In addition, CMS has proposed to decrease the payment for all separately payable drugs and biologicals without pass-through status from the current average sales price (ASP)+5%,to ASP + 4%.
The payment reduction is bad enough, says Shah, and may be due in part to the proposal to increase the drug packaging threshold. It could get worse in the final rule as CMS clearly indicates that the final ASP plus percentage could drop by a percentage point when everything is factored in, she adds. “Therefore hospitals need to take a look at this in the proposed rule, provide comments to CMS, and begin preparing their facilities for this potential payment reduction.”

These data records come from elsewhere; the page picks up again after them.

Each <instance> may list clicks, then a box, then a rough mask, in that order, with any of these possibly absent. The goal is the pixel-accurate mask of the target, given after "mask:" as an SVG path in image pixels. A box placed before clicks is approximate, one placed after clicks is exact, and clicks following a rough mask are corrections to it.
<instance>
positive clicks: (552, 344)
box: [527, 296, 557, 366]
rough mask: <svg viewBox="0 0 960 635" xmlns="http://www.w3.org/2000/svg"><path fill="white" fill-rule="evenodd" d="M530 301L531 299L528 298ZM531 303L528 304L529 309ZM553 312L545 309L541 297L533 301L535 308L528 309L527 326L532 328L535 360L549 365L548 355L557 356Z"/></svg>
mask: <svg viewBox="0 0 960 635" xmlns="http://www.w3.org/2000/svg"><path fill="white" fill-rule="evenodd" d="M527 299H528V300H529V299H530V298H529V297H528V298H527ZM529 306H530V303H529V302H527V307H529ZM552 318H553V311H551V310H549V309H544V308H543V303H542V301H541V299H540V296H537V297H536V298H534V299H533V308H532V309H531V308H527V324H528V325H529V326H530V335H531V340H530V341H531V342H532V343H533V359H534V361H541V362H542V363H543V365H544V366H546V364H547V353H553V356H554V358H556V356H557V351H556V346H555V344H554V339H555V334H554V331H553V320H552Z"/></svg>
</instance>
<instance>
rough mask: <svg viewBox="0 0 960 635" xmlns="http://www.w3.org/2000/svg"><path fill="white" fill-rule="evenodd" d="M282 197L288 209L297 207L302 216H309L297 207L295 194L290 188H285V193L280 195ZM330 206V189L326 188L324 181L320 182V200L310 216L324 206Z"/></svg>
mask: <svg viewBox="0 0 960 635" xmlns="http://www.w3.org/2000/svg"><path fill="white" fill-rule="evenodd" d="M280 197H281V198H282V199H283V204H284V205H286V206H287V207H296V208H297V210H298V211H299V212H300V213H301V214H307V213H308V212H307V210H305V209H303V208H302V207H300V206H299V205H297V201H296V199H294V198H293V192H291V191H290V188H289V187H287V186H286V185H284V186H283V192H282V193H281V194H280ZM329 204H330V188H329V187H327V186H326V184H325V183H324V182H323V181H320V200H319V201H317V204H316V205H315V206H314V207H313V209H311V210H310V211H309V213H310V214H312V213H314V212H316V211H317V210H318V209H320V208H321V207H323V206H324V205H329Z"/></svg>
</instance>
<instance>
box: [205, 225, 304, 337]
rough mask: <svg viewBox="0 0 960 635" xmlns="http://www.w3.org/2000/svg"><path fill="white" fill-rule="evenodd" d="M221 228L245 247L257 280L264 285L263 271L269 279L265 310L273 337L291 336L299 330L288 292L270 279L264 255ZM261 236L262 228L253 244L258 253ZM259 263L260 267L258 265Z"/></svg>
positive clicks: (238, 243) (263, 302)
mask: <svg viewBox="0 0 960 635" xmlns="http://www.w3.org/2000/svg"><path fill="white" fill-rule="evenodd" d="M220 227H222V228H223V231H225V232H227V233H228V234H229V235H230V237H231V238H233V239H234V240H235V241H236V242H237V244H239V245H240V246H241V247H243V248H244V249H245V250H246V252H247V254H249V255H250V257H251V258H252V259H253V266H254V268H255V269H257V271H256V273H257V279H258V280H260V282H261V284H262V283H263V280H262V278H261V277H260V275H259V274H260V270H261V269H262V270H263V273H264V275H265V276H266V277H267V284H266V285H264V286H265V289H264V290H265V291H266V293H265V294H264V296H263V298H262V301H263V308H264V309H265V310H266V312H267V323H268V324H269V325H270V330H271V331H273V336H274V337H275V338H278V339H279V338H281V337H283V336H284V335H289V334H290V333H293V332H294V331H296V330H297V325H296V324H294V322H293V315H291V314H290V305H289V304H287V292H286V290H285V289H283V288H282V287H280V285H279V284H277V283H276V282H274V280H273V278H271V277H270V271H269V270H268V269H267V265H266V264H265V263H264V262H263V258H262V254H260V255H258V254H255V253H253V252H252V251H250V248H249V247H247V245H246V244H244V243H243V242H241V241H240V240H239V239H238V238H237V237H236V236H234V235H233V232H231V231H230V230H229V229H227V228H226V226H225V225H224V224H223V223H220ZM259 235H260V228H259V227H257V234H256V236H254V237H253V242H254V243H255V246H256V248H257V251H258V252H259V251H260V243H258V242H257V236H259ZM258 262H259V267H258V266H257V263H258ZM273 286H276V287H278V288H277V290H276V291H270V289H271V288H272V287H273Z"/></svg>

Supervision requirements for outpatient therapeutic services
For CY 2011, CMS finalized a number of changes to physician supervision requirements for hospitals. Most notably, CMS created a new category of nonsurgical extended duration therapeutic services, which require direct supervision at the initiation of the service but can then be followed by general supervision for the remainder of the service. Furthermore, CMS stated its plan to convene a panel to review the supervision level of additional services that might be added to this category of nonsurgical extended duration services as well as other services. Finally, CMS did not enforce the supervision requirements for CAHs in 2011 but indicated that it would do so in the near future.
In the 2012 OPPS proposed rule, CMS has a lengthy discussion about its proposal to use the existing APC Advisory Panel with some modifications, including the addition of panel members from the CAH and rural hospital community, to review the supervision levels of services brought to its attention. CMS outlines the process it proposes along with its plan on handling requests for services to review and other criteria it expects to use. As a result, CMS also proposes to extend its non-enforcement policy of supervision requirements to CAHs. This means CAHs will be exempt from these requirements for one more year, says Shah.